Chronic subdural haemorrhage (CSDH) is a common presentation in both the emergency department and in general practice. It is primarily a disease of the elderly that, if symptomatic, requires surgical evacuation. It is common for these patients to take anticoagulation or antiplatelet medication, which commonly delays surgery. Given the frequent multiple comorbidities, management requires careful discussion with the patient and family.

Key Points

  • Chronic subdural haemorrhage (CSDH) is a separate entity to acute subdural haemorrhage with different pathophysiology and management.

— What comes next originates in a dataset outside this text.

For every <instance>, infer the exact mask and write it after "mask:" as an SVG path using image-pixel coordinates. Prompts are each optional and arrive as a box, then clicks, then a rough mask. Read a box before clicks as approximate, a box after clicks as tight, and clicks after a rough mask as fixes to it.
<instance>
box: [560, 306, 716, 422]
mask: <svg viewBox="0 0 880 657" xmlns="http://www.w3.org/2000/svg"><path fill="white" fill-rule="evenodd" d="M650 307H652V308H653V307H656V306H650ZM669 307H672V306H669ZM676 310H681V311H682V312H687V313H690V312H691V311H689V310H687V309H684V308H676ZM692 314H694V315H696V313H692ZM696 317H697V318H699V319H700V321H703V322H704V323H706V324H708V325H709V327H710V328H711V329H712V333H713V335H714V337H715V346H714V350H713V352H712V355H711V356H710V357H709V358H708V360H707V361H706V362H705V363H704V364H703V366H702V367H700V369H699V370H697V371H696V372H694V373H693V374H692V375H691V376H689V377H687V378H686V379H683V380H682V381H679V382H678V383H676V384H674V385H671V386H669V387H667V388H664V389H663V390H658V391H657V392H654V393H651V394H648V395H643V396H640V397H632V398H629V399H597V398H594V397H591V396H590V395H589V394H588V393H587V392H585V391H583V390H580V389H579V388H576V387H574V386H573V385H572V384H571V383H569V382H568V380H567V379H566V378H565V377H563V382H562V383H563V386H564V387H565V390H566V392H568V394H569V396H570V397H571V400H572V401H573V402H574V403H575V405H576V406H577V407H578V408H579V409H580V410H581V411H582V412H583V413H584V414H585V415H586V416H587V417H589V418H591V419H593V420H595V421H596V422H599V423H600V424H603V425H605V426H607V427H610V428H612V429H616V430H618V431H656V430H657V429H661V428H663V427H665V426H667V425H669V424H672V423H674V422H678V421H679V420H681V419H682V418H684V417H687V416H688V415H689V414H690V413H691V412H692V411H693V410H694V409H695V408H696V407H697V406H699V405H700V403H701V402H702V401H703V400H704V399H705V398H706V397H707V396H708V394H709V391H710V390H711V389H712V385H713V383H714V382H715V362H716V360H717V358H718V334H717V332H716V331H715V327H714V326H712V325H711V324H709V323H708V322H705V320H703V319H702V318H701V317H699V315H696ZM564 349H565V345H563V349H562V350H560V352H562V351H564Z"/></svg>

  • Risk factors for CSDH are old age, recurrent falls, anticoagulation or antiplatelet medication and alcohol use.
  • Just under half of the patients presenting with CSDH will be on anticoagulation or antiplatelet medication.
  • Percutaneous twist drill, burr hole and minicraniotomy have been shown to have similar efficacy in the evacuation of CSDH.
  • When deciding when to restart anticoagulation or antiplatelet medication in postoperative patients with a thromboembolic risk, the risk of recurrent haemorrhage must be weighed against the risk of a thromboembolic event while the medication is being withheld.
  • Careful discussion with the patient and their family regarding the risks, benefits and expectations of surgery is key in the management of CSDH.
  • Often CSDH can be managed conservatively as many collections will resolve without any specific intervention. In general, intervention is determined on clinical grounds.
  • Medical therapy, such as corticosteroids, is not usually used to treat this condition.
  • Recurrence/persistence of subdural collection is relatively common (more than 15% of cases), and most patients with CSDH need to be followed to resolution with imaging.